Gov. Ralph Northam signed a bill Wednesday backed by immigrant rights advocates that would widen the state’s ability to inspect two immigration facilities and require health safety standards of the detention centers.
It would also allow the state to pursue wrongful death investigations involving the centers.
“Governor Northam has been pushing for months to get state health officials inside ICE facilities in Virginia. The Trump Administration’s refusal to properly manage the COVID-19 pandemic — combined with its consistent disregard for the well-being of detained individuals — has endangered the safety of the workers and the people detained in these facilities, as well as in the surrounding communities,” said Northam spokeswoman Alena Yarmosky.
“Ultimately this is about public health and equity — everyone in our Commonwealth deserves to be healthy and safe, regardless of immigration status.”
The action comes after 74 transfers into Farmville’s ICE facility in June fueled the largest COVID-19 outbreak in an immigrant detention center in the country; the death of James Hill, 72, in August; and outrage among advocates and some elected officials on immigrant center conditions.
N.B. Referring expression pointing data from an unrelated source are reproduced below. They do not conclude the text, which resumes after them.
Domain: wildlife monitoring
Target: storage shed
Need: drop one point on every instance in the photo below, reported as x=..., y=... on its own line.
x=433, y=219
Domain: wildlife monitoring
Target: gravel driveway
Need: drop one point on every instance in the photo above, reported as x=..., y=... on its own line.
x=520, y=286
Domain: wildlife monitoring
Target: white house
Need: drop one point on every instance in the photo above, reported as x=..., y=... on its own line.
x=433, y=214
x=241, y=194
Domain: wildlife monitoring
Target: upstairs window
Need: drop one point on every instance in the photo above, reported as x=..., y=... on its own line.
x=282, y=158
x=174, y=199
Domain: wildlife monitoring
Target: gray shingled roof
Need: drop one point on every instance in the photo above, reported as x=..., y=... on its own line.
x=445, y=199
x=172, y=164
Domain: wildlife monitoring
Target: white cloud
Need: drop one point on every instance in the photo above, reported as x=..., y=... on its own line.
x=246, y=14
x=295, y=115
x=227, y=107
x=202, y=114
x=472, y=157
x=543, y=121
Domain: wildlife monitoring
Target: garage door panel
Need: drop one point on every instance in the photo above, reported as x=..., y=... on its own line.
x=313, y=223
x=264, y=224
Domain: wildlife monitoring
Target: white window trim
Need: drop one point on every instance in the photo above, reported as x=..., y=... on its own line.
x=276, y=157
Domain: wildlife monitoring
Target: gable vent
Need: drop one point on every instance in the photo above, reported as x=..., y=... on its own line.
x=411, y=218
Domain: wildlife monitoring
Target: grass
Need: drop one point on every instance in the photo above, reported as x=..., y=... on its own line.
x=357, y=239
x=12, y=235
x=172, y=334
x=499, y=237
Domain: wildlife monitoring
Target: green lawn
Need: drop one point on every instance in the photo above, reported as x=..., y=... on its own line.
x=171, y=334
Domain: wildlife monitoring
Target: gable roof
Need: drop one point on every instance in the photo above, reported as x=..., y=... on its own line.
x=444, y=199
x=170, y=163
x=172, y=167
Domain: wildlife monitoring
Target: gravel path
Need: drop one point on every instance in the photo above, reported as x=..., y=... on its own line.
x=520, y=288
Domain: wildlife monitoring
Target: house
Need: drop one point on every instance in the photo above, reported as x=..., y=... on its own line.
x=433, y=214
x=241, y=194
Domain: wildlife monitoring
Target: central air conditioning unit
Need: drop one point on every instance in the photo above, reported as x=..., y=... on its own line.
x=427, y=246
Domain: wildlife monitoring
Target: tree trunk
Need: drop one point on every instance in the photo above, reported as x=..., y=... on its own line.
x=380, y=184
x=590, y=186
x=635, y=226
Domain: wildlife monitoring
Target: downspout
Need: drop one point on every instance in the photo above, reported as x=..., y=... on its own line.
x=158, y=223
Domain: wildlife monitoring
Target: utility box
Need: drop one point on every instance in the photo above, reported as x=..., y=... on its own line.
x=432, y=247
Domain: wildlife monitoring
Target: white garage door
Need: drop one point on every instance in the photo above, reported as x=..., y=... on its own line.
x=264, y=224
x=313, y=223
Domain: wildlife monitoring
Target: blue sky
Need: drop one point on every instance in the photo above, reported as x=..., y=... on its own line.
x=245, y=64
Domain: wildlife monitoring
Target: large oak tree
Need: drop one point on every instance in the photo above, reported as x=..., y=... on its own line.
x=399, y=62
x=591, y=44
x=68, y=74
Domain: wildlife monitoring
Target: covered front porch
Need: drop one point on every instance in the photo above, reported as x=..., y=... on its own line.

Introduced by Sen. Jennifer Boysko, D-Fairfax, Senate Bill 5017 establishes state oversight by changing the state’s definition of “local correctional facility” to include Farmville’s and Caroline County’s U.S. Immigration and Customs Enforcement centers, which are locally operated in contract with the federal agency.
Under current law, the Virginia Department of Health could not require the facilities to implement recommendations.
The bill passed the Senate on a 21-16 vote in September and a 55-42 vote in the House in early October.
Concerns that the bill would damage the economy of the facilities’ surrounding areas by loss of jobs was voiced in September Senate hearings by Sen. Mark Peake, R-Lynchburg, who opposed the legislation.
Opposition also hinged on the state’s jurisdiction of federal facilities, questioned by Del. Matt Fariss, R-Campbell, in a House Appropriations Committee hearing and House Minority Leader Todd Gilbert, R-Shenandoah, in a statement Wednesday.
“This bill has serious issues under the Supremacy Clause of the U.S. Constitution. States can’t regulate the Federal government,” Gilbert said. “Trying to force state inspections of a facility under a Federal contract will cause either expensive, extended litigation that the local government can’t afford, or ICE will pack up and go somewhere else. Neither is a good outcome.”
ICE did not immediately respond to requests for comment.
“They are not comparable to military bases or prisons or other federal facilities,” Boysko said in response to Fariss, adding that the bill is focused on health and sanitation standards. “It would give the commonwealth the ability to protect not only the detainees but also the employees and the people in the community who are working in those facilities. It’s a small change, but it could be very meaningful.”
The bill’s passage is the newest addition in an ongoing fight among state leaders and advocates and Virginia’s immigrant detention centers. Farmville’s facility has been embroiled in a lawsuit since July brought on by detainees citing medical neglect and human rights violations.
At the privately run facilities in Virginia, a total of 378 ICE detainees have tested positive for COVID-19 since the start of the pandemic, according to the agency’s website. Caroline’s center currently has two cases. At the end of September, it had 25 detainee and 12 staff COVID-19 cases.